Oklahoma's economy is in better shape than most due to our energy-based economy. We need to expand demand for Oklahoma's domestic fuels such as natural gas, wind and biofuels. Building a work force that can compete globally for the best jobs and stimulate new investment is the long-term solution.
It appears likely state lawmakers will be facing another large budget hole for the 2012 fiscal year, which starts July 1. What are your suggestions on how to deal with it? More budget cuts, or do you have some ideas to increase revenue?
A centerpiece of my plan to move Oklahoma forward is a biennial budget cycle that would require more businesslike budget planning and review of existing revenues and expenditures. Our current system keeps us in a perpetual crisis mode. We certainly don't need any ideas from Washington, D.C.
House Republican leaders have said they want to work to shore up the state's underfunded pension systems. Do you have any suggestions, and do you support addressing that issue this year?
Yes, I have a plan. Restoring fiscal soundness to the pension system will be a key benefit of my proposal to move to a biennial budget cycle. Better long-term planning, investment management and improved state credit ratings will help move us from crisis mode and shore up Oklahoma's retirement systems.
Tax revenues for the state have come in an average 5 percent for the first two months of this fiscal year. If economic growth is at least 4 percent for the fiscal year, the income tax rate is to be cut from 5.5 percent to 5.25 percent. Do you prefer letting those tax cuts go into effect or suspending them?
Every effort must be made to ease the tax burden on all Oklahomans whenever and wherever possible. In addition, I believe my new biennial budget approach will yield new approaches and opportunities that may allow lower taxes and healthy growth of resources to fund education, public safety and transportation.
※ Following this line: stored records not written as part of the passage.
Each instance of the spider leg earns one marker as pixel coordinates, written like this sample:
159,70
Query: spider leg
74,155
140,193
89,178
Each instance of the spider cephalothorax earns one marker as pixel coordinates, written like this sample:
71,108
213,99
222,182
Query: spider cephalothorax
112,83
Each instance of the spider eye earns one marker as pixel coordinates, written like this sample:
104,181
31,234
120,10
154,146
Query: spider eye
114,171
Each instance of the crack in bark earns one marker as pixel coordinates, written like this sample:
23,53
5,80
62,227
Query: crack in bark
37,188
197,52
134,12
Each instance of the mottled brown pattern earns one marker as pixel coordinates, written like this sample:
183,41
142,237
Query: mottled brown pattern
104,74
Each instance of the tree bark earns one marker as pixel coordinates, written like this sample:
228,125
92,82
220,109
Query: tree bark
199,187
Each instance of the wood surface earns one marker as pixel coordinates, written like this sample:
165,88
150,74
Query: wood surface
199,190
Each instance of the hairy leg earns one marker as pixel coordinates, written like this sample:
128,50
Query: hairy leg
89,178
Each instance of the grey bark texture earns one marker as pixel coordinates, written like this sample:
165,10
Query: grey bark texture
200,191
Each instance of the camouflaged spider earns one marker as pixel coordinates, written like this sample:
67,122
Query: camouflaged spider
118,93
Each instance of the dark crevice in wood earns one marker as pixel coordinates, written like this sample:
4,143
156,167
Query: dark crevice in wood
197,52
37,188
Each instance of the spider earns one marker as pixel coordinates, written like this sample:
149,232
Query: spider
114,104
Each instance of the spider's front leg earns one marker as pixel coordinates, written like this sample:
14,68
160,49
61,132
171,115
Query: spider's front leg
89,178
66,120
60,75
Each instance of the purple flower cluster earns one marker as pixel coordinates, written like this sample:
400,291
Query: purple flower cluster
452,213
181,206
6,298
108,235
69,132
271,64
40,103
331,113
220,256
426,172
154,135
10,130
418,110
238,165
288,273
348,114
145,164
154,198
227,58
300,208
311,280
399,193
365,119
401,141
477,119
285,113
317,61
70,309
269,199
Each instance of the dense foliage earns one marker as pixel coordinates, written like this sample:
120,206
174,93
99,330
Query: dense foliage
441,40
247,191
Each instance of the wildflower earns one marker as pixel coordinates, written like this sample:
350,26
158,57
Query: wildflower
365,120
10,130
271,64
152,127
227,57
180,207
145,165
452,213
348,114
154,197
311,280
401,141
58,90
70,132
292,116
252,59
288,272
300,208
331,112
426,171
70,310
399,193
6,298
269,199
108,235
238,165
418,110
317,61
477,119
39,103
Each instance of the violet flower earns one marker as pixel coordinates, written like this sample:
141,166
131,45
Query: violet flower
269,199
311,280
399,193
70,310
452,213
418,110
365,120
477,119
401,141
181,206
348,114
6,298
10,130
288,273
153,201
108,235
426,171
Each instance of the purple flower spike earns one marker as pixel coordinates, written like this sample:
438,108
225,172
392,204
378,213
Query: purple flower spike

Both of you oppose State Question 744, which would require more money for public schools but without providing a new revenue source to pay for it. If the question passes in November, how would you suggest the state meet the measure's funding requirements, which are estimated to be about $1 billion in three years?
I am proud of my record of supporting teachers in Oklahoma. I do not think State Question 744 is the best solution. If it does pass, there will not be very many options besides dramatic cuts or shifting some services to the local level.
Is Oklahoma's state government about the right size, or are cuts needed? If so, what would you cut back?
Oklahomans want excellence in education, protection from criminals, safe roads and bridges, and job opportunities and economic growth. Some resources for these goals can be found by thorough examination of state and local governments. We must streamline government by introducing new information technologies and eliminating program duplication and layers of bureaucracy.